Subject: Slowroll + SELinux on Btrfs: unlabeled root subvolume @ after migration, how I fixed it

I am posting this in case it helps anyone else.

I migrated a machine (ibmserv2) to openSUSE Slowroll on Btrfs, then later enabled SELinux. The machine would boot in Permissive, but ausearch -m AVC -ts boot showed many AVCs involving unlabeled_t.

The important point was that this was not a general SELinux policy problem and not something to solve with audit2allow. It was a labeling problem.

Symptoms

getenforce showed:

Permissive

AVCs looked like this:

avc: denied { read } ... tcontext=system_u:object_r:unlabeled_t:s0 ...

Initially the AVCs mentioned the Btrfs root subvolume object @ and root-level symlinks such as /bin, /lib, /sbin, /lib64.

What I found

The running system is mounted from the Btrfs subvolume @, so to inspect the real subvolume root object I mounted subvolid=5 temporarily:

sudo mkdir -p /mnt/btrfs-top
sudo mount -o subvolid=5 /dev/nvme0n1p1 /mnt/btrfs-top

Then I checked labels:

sudo getfattr -n security.selinux -e text /mnt/btrfs-top/@ /mnt/btrfs-top/@/usr 2>/dev/null
sudo matchpathcon / /usr /usr/lib64 /etc/selinux

This showed:

• /mnt/btrfs-top/@ had unlabeled_t
• /mnt/btrfs-top/@/usr was correctly labeled
• later I also found the symlinks /mnt/btrfs-top/@/bin, /lib, /sbin, /lib64 needed fixing

So the real issue was the Btrfs subvolume root and root symlinks, not the whole tree.

Why /mnt/btrfs-top was needed

This was only a temporary tool to expose the top-level Btrfs tree so the real @ object could be inspected and labeled.
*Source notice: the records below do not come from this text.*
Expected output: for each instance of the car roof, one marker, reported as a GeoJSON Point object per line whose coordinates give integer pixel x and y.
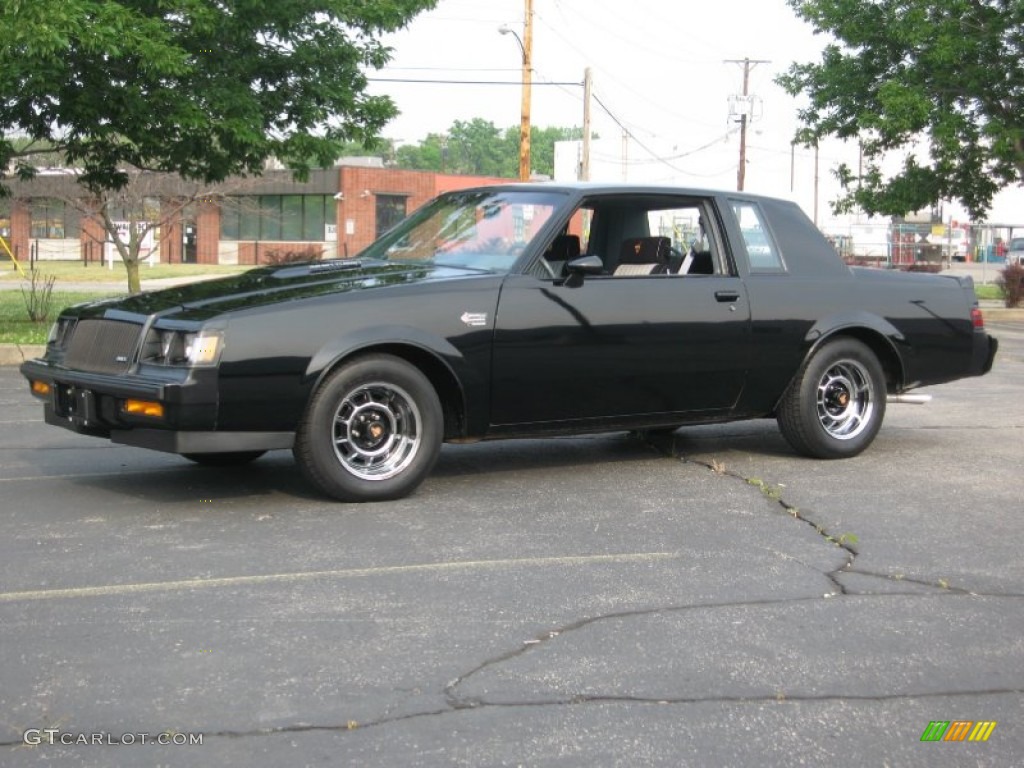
{"type": "Point", "coordinates": [602, 187]}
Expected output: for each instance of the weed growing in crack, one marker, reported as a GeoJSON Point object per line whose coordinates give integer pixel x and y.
{"type": "Point", "coordinates": [774, 493]}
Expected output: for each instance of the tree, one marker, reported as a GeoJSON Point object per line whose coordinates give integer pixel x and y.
{"type": "Point", "coordinates": [942, 80]}
{"type": "Point", "coordinates": [130, 216]}
{"type": "Point", "coordinates": [205, 90]}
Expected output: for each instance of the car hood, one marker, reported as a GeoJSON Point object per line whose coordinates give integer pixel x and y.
{"type": "Point", "coordinates": [271, 285]}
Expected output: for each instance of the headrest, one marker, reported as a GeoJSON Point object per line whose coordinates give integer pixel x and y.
{"type": "Point", "coordinates": [645, 251]}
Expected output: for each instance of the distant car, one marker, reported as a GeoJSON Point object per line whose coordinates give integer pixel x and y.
{"type": "Point", "coordinates": [1015, 254]}
{"type": "Point", "coordinates": [509, 311]}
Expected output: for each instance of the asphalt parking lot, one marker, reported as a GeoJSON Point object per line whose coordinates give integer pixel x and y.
{"type": "Point", "coordinates": [709, 599]}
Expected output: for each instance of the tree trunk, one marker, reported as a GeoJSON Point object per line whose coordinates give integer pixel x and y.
{"type": "Point", "coordinates": [134, 284]}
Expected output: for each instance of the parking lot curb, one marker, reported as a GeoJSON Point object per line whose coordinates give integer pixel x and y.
{"type": "Point", "coordinates": [15, 354]}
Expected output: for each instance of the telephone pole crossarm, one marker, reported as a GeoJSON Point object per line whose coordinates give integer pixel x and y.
{"type": "Point", "coordinates": [748, 65]}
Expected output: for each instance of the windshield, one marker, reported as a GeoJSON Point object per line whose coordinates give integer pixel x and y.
{"type": "Point", "coordinates": [478, 228]}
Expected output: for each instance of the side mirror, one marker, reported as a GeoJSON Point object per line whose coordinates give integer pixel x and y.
{"type": "Point", "coordinates": [586, 265]}
{"type": "Point", "coordinates": [581, 266]}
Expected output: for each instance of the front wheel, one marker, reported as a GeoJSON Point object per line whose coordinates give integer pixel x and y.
{"type": "Point", "coordinates": [372, 431]}
{"type": "Point", "coordinates": [835, 408]}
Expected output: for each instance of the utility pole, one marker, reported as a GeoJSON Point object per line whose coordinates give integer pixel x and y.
{"type": "Point", "coordinates": [588, 89]}
{"type": "Point", "coordinates": [526, 46]}
{"type": "Point", "coordinates": [527, 80]}
{"type": "Point", "coordinates": [749, 64]}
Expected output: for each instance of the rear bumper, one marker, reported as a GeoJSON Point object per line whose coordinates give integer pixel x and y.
{"type": "Point", "coordinates": [984, 353]}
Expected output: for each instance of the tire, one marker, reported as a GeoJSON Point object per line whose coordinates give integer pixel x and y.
{"type": "Point", "coordinates": [835, 407]}
{"type": "Point", "coordinates": [372, 431]}
{"type": "Point", "coordinates": [236, 459]}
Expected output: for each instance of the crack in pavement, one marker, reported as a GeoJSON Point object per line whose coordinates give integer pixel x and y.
{"type": "Point", "coordinates": [456, 702]}
{"type": "Point", "coordinates": [666, 444]}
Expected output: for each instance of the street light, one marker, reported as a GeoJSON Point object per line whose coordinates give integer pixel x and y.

It is not part of the permanent fix and can be removed later.

Fix that worked for me

First I staged SELinux in the normal way:

sudo zypper in -t pattern selinux
sudo sed -i 's/^SELINUX=.*/SELINUX=permissive/' /etc/selinux/config

GRUB kernel line needed:

security=selinux selinux=1 enforcing=0

Then:

sudo grub2-mkconfig -o /boot/grub2/grub.cfg
sudo dracut --regenerate-all --force
sudo touch /.autorelabel
sudo reboot

That got the machine booting in Permissive, but the unlabeled_t problem remained.

The targeted fix was:

sudo mount -o subvolid=5 /dev/nvme0n1p1 /mnt/btrfs-top
sudo chcon -t root_t /mnt/btrfs-top/@
sudo chcon -h -t bin_t /mnt/btrfs-top/@/bin
sudo chcon -h -t lib_t /mnt/btrfs-top/@/lib
sudo chcon -h -t bin_t /mnt/btrfs-top/@/sbin
sudo chcon -h -t lib_t /mnt/btrfs-top/@/lib64
sudo reboot

After that, ausearch -m AVC -ts boot | head -40 dropped from many unlabeled_t AVCs to just one minor unrelated AVC.

Current state

The machine now boots with:

getenforce
Permissive

and the large unlabeled flood is gone.

I have not moved this machine to Enforcing yet, but it is now in a usable SELinux state.

Important note

/mnt/btrfs-top was only a temporary mountpoint. Once the work was done, it could be removed with:

sudo umount /mnt/btrfs-top
sudo rmdir /mnt/btrfs-top

This does not undo the labels already written to the Btrfs objects.

My conclusion

This looks like a Btrfs subvolume-root labeling issue that appeared after migration / later SELinux enablement. It does not seem to be something that should be fixed by audit2allow.

If anyone knows a cleaner or more official openSUSE-supported way to relabel the Btrfs root subvolume object itself, I would still be interested.

Please provide the command output.

So you don’t understand what audit2allow does?

All it does is look at the current denies and produces a module to allow it. No idea if it should, if it’s the right thing or if you’re about to shoot yourself in the foot. At best it might hint that there is a boolean you could turn on to allow the actions, but it’s purpose is to set up rules to allow what is being denied.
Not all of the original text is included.